Görüleceği üzere kanun koyucu, eşyanın gümrük kıymetine yani gerçek satış bedeline ulaşılamadığı durumlarda gerçeğe en yakın tutara ulaşmayı amaçlamıştır. Bu nedenle yukarıda belirttiğimiz sıralama birbirinin alternatifi değildir. Yani;

a-) Öncelikli olarak Kanunun 24. maddesine göre gümrük kıymeti tespit edilir. 24.maddeye göre kıymet tespiti yapılabiliyorsa 25. maddeye başvurulamaz.

b-) Kanunun 25. maddesinde belirtilen sıralamanın yeri değiştirilemez. Eşyanın gümrük kıymeti bir üst sıradaki yönteme göre tespit edilebildiği takdirde, artık bir alttaki yönteme başvurulamaz.

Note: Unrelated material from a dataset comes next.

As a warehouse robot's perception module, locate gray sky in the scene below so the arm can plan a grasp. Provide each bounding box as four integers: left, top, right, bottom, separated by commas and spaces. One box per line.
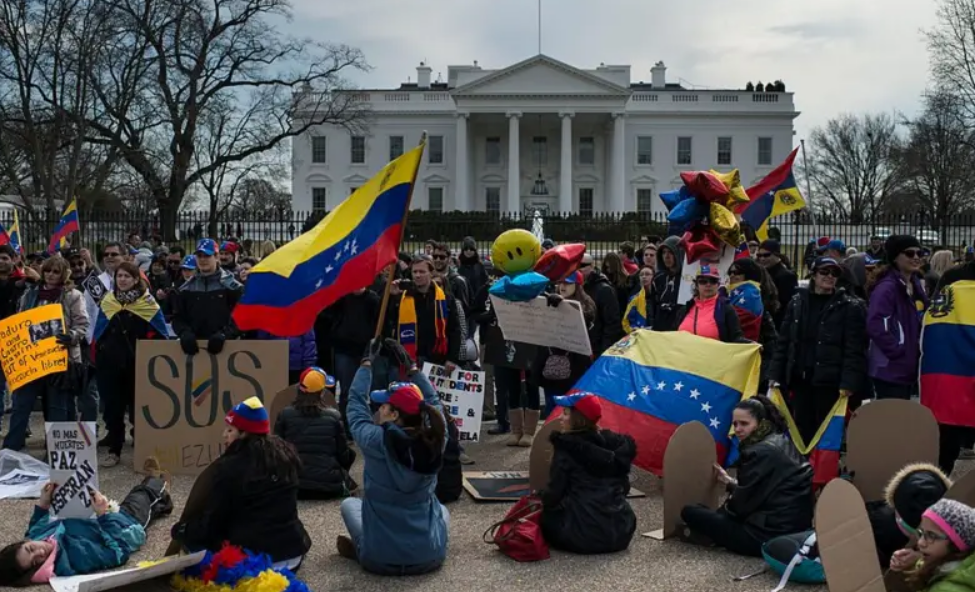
289, 0, 935, 139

Kanunun 25. maddesi, yukarıda belirttiğimiz sıralamanın yerinin değiştirilemeyeceğine ilişkin kurala bir istisna getirmiş olup, 3.ve 4. sıradaki yöntemler yer değiştirebilir. Fakat bunun için öncelikle beyan sahibinin bu yönde talepte bulunması gerekir. Ayrıca beyan sahibinin talebi de tek başına yeterli görülmemiş, gümrük idaresinin de uygun bulması koşulu getirilmiştir.

563

170

Gümrük idaresi bir üst sıradaki yönteme göre gümrük kıymetini neden tespit edemediğini, yani bir alt yönteme başvurma sebebini somut gerekçelerle izah edebilmelidir564. Nitekim Danıştay bir kararında, “…ithal edilen eşyanın gümrük kıymetinin belirlenmesinde, öncelikle, satış bedelinin esas alınması; satış bedelinin esas alınması için gerekli koşulların mevcut olmadığının tespit edilmesi halinde de sırasıyla diğer yöntemlere başvurulması gerektiği, diğer bir anlatımla, eşyanın gümrük kıymetinin bir üst yönteme göre belirlenmesi olanaklı iken, bir sonraki yönteme geçilmesinin olanaklı olmadığı sonucuna ulaşılmaktadır. Olayda; beyan edilen kıymetin, satış bedeline uygun olup olmadığının araştırılması amacıyla davacı şirketten istenilen belgelerin ibraz edileceğinin taahhüt edilmesi ve tahakkuktan sonra dahi ibraz edilebilmesi için ek süre talebinde bulunulması, istenilen belgelerin mevcut olduğunu göstermektedir. Dolayısıyla, mevcudiyetlerine karşın, sözü edilen belgelerin ibraz edilmemesi nedeniyle satış bedeli yöntemine göre eşyanın gümrük vergisine esas kıymetinin saptanmasına olanak bulunmadığından, bu yöntemin atlanılması koşulları oluşmuştur. Ancak, davalı idarece, her en kadar, kıymeti ek tahakkuka esas alınan eşyanın aynı eşya olduğu ileri sürülmüş ise de; yukarıda sözü edilen düzenlemeler ile tespitlere göre benzer eşya olduğu anlaşıldığından, aynı eşyanın satış bedeli yöntemi uygulanmaksızın veya bu yöntemin uygulanmaması nedenleri ortaya konulmaksızın, benzer eşyanın satış bedeli yöntemine geçilerek kıymet belirlenmesi suretiyle ek tahakkuk yapılmasında hukuka uyarlık görülmemiştir…”565 diyerek bu hususun altını çizmiştir.